Sets

Python Coding Interviews: Tips & Best Practices James Uejio 06:40

In this lesson, you’ll learn about sets. Sets are unsorted collections that allows for adding, removing, and checking membership in constant time. They do not allow duplicates. Here’s an example:

Python
      
        
      
    
>>> s = set()
>>> s.add('h')
>>> s.add('h')
>>> s.add('i')
>>> s
{'h', 'i'} # Could appear in any order
>>> set("hello")
{'e', 'h', 'l', 'o'}

If you want to learn more, check out Sets in Python.

You also heard about Big O analysis, which is a way to analyze the speed and memory usage of a function or block of code. See Wikipedia Time complexity for more information.

00:00 Let’s start this section off with a very useful data structure, the set. Sets are an unordered collection that can only contain unique values. Before I show you an example of a set, let’s look at a solution not using a set and see why sets are better.

00:15 Here’s a function count_unique() that takes in a string and counts the number of unique characters in s. So if we call count_unique() with the string "aabb", it’ll return 2, because there are two unique characters, and then if we have "abcdef" it will return 6, because are no duplicates.

00:31 Let’s solve this using a list.
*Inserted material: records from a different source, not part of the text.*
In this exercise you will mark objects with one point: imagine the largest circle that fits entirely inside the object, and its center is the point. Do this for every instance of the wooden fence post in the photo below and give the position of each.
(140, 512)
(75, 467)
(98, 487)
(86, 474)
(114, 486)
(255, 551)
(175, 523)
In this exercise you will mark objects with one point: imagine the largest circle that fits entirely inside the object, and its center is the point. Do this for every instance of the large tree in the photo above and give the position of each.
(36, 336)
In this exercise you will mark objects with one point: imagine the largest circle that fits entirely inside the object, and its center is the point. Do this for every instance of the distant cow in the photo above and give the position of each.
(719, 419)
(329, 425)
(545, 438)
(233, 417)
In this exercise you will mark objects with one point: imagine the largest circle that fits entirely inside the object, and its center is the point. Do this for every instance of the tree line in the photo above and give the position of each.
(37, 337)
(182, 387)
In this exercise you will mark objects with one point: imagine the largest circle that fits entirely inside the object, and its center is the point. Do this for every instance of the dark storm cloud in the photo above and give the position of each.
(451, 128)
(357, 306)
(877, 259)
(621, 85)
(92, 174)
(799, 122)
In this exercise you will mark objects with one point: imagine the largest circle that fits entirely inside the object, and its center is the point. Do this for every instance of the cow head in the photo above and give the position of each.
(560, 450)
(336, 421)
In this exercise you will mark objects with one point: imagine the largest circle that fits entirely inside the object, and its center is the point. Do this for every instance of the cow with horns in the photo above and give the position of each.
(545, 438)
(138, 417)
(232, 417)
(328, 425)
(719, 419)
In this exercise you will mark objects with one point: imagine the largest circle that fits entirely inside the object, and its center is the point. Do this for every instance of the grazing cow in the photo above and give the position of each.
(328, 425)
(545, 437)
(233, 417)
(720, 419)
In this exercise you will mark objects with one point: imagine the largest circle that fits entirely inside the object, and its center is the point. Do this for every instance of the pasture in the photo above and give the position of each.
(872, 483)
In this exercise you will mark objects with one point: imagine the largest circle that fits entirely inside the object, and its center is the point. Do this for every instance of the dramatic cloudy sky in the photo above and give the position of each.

We will have seen_characters—or, I guess seen_c is better because it’s a shorter variable name, so you don’t have to type as much—which will be the characters that we’ve already seen in our string, and then at the very end, we’ll take the length of that. So, for c in s: if c not in seen_c: seen_c.append(c).

00:54 Then, return len(seen_c). I will run this using the built-in doctest module. This will look at the functions in the file, look at the docstring, look at the doctests, run them, and compare the output of the code that you wrote to the result, here.

01:09 If they are different, it will fail. And if they are the same, then it will return nothing. So, we run this, and it does nothing, which means our code worked.

01:19 You’ll learn about the doctest module more in-depth in a couple of videos. Let’s take a look at the Big O analysis of our code.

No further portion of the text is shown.